One development aimed at alternative fuels is Cummins’ Agnostic engine series. The company explains that a common engine block and lower end (pistons, connecting rods, crankshaft) are mated to cylinder heads designed for specific fuels. Hydrogen and biodiesel are among them.
The first model is a 15-liter product based on the. Although aimed at off-road use, including construction equipment, the series might later find its way into heavy trucks. The concept will be extended to smaller 6.7- and 8.9-liter engines, Cummins says.
Electric trucks feature brisk performance and near-silent operation, while promising low maintenance and life-cycle costs. All are expensive, though that can be offset by government grants.
Heavy and midrange electric trucks require charging serious infrastructure, however, and that can take two to three years to plan for and set up, according to fleets now involved in the electrification process.
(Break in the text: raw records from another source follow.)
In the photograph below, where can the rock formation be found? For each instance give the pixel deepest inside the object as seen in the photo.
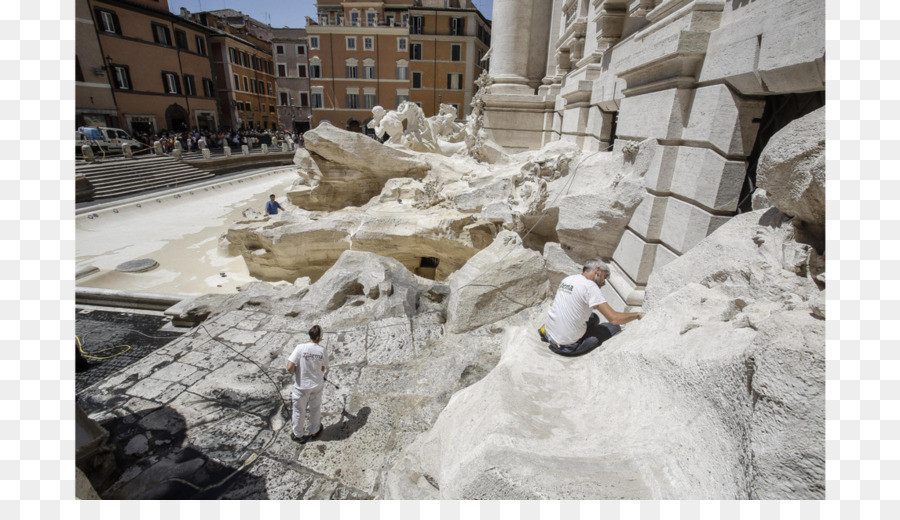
(792, 171)
(441, 387)
(448, 214)
(717, 393)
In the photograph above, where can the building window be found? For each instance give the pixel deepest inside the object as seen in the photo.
(417, 26)
(189, 87)
(121, 77)
(454, 81)
(209, 90)
(171, 85)
(402, 70)
(457, 26)
(108, 21)
(455, 52)
(201, 45)
(180, 39)
(161, 34)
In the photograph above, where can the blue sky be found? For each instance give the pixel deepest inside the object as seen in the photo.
(278, 13)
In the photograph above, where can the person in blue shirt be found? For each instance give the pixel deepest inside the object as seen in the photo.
(272, 207)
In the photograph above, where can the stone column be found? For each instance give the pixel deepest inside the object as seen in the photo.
(519, 39)
(87, 153)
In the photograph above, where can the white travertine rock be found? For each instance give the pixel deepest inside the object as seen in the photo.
(792, 169)
(717, 393)
(559, 265)
(301, 243)
(499, 281)
(759, 200)
(595, 206)
(363, 286)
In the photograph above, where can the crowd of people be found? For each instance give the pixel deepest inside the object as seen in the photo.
(191, 139)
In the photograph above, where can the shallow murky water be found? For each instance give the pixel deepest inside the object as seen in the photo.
(182, 234)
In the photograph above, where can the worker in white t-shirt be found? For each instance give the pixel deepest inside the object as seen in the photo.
(572, 328)
(308, 363)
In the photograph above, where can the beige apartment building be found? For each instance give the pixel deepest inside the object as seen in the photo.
(290, 50)
(241, 53)
(157, 66)
(94, 102)
(363, 54)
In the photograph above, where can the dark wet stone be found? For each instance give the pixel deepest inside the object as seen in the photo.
(137, 266)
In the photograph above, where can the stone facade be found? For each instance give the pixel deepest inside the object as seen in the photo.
(695, 75)
(290, 50)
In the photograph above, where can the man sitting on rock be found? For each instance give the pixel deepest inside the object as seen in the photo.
(572, 328)
(308, 363)
(273, 206)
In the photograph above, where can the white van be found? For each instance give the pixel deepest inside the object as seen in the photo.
(104, 140)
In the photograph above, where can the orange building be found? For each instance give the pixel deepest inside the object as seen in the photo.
(363, 54)
(157, 64)
(241, 51)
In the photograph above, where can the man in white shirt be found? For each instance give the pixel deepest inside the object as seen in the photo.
(572, 328)
(308, 363)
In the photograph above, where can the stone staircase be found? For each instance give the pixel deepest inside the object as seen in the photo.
(125, 176)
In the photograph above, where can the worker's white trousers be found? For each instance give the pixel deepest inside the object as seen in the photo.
(312, 397)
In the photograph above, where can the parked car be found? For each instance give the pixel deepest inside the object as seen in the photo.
(104, 140)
What kind of chargers and where to put them are among considerations.
Other considerations include: Where will the power come from? Can the grid and nearby substations and transformers support the new loads? Local utilities must be consulted and worked with, and/or self-sustaining solar or wind equipment with storage batteries obtained and installed. It’s all costly, but again, government subsidies are available. A nagging concern with electric vehicles is fires. Though rare, spontaneous combustion of li-ion batteries is dangerous and destructive, and the fires difficult to quench.
Scientists and engineers are working on safer and more advanced battery chemistries. Everyone involved insists that electric vehicles in general and electric trucks in particular are “the future,” and it’s getting closer. For a few forward-looking operators, it’s already here.